Murder. A distant concept to most of us, but a distressing experience for anyone in close proximity. Here are some books from the past year that I highly recommend.

We don’t often have a first-hand insight into how crime impacts the families of victims, and what it means for them to seek justice in the aftermath—replete with its trauma and messiness. Here are two books, told with great courage, that bridge this gap.

The Mother Wound by Amani Haydar (June 2021)

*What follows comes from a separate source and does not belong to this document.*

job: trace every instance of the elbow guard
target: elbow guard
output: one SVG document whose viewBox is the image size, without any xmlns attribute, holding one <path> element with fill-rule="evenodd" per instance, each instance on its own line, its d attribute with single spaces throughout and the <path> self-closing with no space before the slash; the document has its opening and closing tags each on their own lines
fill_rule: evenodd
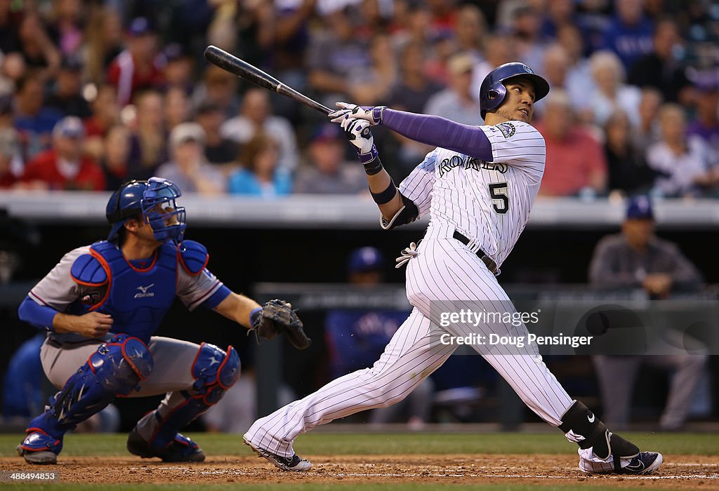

What happens when your father kills your mother? The Mother Wound is a heart-wrenching story about domestic violence, what it means for a daughter to live with loss, and going through the wringer of the justice system.

As a trained lawyer, Haydar provides a powerful and confronting account. She pays tribute to her mother’s legacy and what it means to seek justice through our current systems, and where it dismally fails. I can’t emphasise how important this book is for lawyers and non-lawyers to read.

Thanks to a good friend (AT) for the recommendation.

The Winter Road by Kate Holden (May 2021)

Also known by its long name, The Winter Road: A Story of Legacy, Land and a Killing at Croppa Creek, Holden establishes herself as a master storyteller. Her narrative style kept me hooked until the last page.

If you enjoy listening to true crime podcasts or documentaries, this is a book for you. With an expert touch, Holden sifts through the nuances of how a land clearing operation in New South Wales (near the Queensland border) leads to the murder of Glen Turner, a New South Wales environmental officer in 2014.

She delves into the complexities of New South Wales environmental laws against the backdrop of politics and government policy, colonial history, property law, and the destruction of native habitat in Australia.

Note: If you or anyone you know are experiencing domestic violence, support is available. Call the National Sexual Assault and Domestic Family Violence Counselling Service, 1800 RESPECT, on 1800 737 732. If you are in immediate danger, call 000.